Understanding Catastrophic Forgetting in Language Models via Implicit Inference (2309.10105v2)

Published 18 Sep 2023 in cs.CL and cs.LG

Abstract: We lack a systematic understanding of the effects of fine-tuning (via methods such as instruction-tuning or reinforcement learning from human feedback), particularly on tasks outside the narrow fine-tuning distribution. In a simplified scenario, we demonstrate that improving performance on tasks within the fine-tuning data distribution comes at the expense of capabilities on other tasks. We hypothesize that LLMs implicitly infer the task of the prompt and that fine-tuning skews this inference towards tasks in the fine-tuning distribution. To test this, we propose Conjugate Prompting, which artificially makes the task look farther from the fine-tuning distribution while requiring the same capability, and we find that this recovers some of the pretraining capabilities in our synthetic setup.
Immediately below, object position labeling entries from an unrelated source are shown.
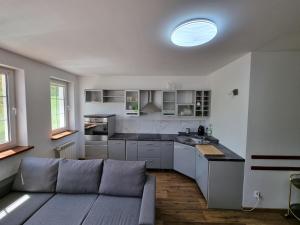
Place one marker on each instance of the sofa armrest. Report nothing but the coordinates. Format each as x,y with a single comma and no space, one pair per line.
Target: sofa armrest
6,184
147,213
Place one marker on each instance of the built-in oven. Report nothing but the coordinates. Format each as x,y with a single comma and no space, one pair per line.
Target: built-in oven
97,129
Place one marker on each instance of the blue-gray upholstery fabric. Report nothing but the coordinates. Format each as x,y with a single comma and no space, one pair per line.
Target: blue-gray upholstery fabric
79,176
123,178
111,210
6,185
147,214
17,207
36,175
63,209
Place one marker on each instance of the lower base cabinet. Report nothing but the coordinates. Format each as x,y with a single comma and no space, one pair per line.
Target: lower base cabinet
185,159
221,182
157,154
131,150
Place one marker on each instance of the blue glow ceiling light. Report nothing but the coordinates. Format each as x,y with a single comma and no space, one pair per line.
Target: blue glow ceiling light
194,33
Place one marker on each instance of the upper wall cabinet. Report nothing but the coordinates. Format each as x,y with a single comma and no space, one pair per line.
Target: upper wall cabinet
203,103
113,96
169,103
93,95
132,102
186,103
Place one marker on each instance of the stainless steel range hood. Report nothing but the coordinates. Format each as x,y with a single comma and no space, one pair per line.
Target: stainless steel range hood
150,107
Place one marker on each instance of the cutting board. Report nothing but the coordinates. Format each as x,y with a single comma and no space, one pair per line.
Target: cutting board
209,150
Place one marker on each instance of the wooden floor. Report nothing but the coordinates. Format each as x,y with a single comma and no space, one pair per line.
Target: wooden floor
179,202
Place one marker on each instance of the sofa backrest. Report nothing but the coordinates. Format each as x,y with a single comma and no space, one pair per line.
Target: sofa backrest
79,176
36,175
123,178
97,176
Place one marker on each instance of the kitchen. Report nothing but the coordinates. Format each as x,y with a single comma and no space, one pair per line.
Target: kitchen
191,151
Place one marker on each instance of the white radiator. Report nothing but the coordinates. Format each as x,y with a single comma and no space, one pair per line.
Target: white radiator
67,150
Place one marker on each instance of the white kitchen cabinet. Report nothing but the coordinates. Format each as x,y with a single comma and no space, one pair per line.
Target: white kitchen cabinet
185,159
132,102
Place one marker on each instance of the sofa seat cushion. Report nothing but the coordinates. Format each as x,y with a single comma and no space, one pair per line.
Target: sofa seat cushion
17,207
36,175
79,176
112,210
123,178
63,209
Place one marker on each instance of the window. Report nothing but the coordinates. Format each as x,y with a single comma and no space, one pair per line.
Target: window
59,105
7,109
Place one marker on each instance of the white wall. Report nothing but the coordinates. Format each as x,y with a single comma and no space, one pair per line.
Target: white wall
273,125
230,113
35,87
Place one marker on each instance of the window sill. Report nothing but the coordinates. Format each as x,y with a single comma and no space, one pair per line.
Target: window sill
63,134
14,151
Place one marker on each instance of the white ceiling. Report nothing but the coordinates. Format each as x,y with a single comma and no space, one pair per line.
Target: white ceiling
132,37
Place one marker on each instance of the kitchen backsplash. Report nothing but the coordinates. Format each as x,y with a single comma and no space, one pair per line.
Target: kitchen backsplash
151,124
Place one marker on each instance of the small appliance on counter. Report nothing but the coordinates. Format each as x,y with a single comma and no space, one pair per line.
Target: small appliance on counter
201,130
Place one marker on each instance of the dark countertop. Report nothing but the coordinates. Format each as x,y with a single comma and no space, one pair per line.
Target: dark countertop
229,155
143,137
99,115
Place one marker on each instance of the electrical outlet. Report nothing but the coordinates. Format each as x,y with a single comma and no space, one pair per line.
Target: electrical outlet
257,195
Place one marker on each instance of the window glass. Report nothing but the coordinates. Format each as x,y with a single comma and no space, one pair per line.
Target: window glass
58,105
4,120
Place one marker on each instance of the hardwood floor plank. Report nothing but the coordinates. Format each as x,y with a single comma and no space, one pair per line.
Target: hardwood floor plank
179,202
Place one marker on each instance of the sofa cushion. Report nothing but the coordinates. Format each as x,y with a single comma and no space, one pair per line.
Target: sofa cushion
36,175
123,178
66,209
112,210
17,207
79,176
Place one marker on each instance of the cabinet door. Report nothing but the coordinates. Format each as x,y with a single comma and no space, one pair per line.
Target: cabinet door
184,159
116,149
167,154
131,150
202,174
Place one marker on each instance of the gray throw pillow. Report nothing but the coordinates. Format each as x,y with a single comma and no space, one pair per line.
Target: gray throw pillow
36,175
123,178
79,176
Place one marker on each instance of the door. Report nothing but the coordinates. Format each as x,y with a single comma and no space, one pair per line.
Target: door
202,174
131,150
185,159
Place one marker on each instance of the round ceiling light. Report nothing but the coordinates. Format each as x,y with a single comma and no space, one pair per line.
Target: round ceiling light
194,32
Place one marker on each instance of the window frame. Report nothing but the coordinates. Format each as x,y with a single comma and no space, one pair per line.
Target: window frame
11,108
64,84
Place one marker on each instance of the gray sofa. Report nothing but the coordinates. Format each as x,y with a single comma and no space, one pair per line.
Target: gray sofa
74,192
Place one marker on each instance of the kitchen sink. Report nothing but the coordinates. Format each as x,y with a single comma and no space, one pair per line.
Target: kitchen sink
191,140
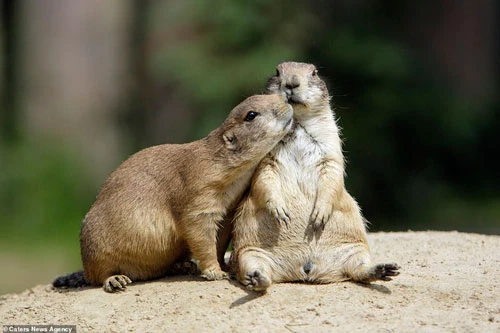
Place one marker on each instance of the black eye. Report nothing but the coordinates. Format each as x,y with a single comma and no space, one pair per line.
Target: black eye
251,116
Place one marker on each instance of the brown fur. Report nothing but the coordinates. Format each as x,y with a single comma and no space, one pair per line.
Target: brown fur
298,222
166,201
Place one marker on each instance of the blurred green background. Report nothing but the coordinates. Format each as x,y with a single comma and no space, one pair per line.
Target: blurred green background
84,84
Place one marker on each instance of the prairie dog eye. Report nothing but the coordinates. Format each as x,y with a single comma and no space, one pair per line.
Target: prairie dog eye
251,116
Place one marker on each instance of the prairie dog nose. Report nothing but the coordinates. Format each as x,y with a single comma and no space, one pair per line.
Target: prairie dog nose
292,82
308,267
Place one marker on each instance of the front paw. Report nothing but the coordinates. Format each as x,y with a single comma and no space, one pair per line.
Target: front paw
213,274
320,216
279,212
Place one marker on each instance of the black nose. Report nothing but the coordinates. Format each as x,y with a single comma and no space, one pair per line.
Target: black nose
308,266
293,82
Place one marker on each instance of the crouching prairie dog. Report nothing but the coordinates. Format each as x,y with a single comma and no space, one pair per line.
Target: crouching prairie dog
298,222
168,201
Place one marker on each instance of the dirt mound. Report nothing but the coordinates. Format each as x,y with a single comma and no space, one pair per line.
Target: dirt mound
449,282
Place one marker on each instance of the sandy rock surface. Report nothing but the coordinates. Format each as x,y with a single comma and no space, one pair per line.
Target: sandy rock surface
450,282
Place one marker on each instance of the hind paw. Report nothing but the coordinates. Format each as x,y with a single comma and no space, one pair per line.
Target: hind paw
256,281
116,283
385,272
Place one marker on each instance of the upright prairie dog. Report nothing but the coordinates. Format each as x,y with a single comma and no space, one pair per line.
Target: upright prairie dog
298,222
167,201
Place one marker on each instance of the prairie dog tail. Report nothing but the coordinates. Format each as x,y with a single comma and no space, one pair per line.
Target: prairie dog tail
73,280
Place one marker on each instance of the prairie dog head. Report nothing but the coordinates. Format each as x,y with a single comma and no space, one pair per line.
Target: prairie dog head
301,85
255,126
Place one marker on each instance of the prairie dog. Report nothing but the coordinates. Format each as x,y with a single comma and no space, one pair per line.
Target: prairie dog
167,201
298,222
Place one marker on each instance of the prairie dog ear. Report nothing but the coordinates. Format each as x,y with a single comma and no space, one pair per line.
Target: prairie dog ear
230,141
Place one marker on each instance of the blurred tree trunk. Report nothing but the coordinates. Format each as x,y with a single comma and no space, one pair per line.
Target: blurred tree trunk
462,37
73,69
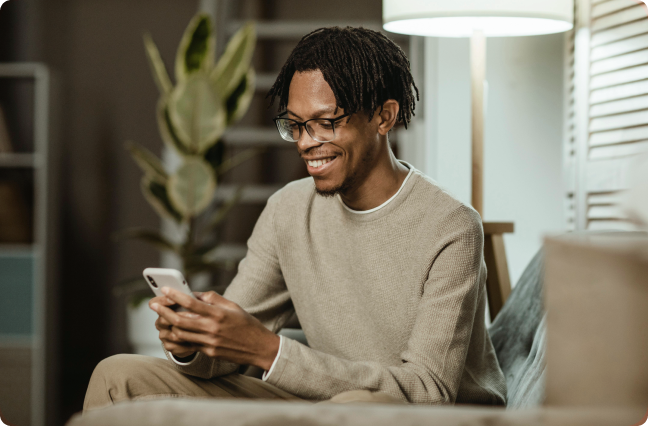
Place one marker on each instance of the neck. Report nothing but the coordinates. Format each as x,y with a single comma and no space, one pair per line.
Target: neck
382,182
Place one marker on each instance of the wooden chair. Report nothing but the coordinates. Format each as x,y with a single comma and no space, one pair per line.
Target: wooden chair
498,283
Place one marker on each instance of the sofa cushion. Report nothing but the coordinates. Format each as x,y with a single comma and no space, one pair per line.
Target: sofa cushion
205,412
519,335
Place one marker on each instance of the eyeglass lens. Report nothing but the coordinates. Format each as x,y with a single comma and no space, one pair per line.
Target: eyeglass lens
319,130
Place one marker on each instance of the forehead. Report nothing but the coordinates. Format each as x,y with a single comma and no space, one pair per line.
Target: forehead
310,95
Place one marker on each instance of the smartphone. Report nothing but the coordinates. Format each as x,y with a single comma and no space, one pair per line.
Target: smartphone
165,277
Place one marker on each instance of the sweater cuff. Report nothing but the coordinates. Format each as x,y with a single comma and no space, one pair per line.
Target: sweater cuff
266,374
184,361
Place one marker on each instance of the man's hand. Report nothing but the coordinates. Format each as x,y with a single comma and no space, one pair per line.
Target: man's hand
218,328
171,342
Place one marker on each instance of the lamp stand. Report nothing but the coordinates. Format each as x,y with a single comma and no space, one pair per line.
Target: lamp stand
477,77
498,281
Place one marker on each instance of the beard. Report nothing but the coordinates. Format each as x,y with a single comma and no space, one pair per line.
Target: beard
347,183
351,181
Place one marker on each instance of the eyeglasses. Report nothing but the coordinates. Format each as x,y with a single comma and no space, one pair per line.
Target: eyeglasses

Since real-world fine-tuning distributions are predominantly English, we apply conjugate prompting to recover pretrained capabilities in LLMs by simply translating the prompts to different languages. This allows us to recover in-context learning abilities lost via instruction tuning, natural reasoning capability lost during code fine-tuning, and, more concerningly, harmful content generation suppressed by safety fine-tuning in chatbots like ChatGPT.

PDF HTML Abstract

The paper "Understanding Catastrophic Forgetting in LLMs via Implicit Inference" explores the impact of fine-tuning on LLMs, specifically examining how fine-tuning can lead to a phenomenon known as catastrophic forgetting. This occurs when enhancing a model's performance on certain tasks, those within the scope of the fine-tuning data, results in diminished performance on other tasks outside this distribution.

The authors propose that LLMs implicitly infer the task from a given prompt, and fine-tuning might skew this inference towards tasks aligned with the fine-tuning data. To explore this hypothesis, they introduce an innovative approach called "Conjugate Prompting." This technique involves transforming prompts to appear less like tasks within the fine-tuned distribution while preserving the nature of the required capabilities.

In a controlled experimental setup, Conjugate Prompting effectively restores some of the model's pre-training capabilities. For real-world applications, where English often dominates fine-tuning data, they adapt this approach by translating prompts into different languages. This method shows promise in recovering various capabilities that might be compromised by fine-tuning, such as:

In-context learning abilities: These can be lost through instruction tuning, where models are fine-tuned with direct task instructions.
Natural reasoning abilities: These can diminish during code fine-tuning.
Harmful content generation suppression: This can be relaxed, notably in chatbot models like ChatGPT, where safety fine-tuning aims to limit such content.

Overall, the paper provides insights into the trade-offs involved in fine-tuning LLMs and proposes strategies to mitigate the adverse effects of catastrophic forgetting by adjusting how tasks are presented to the model.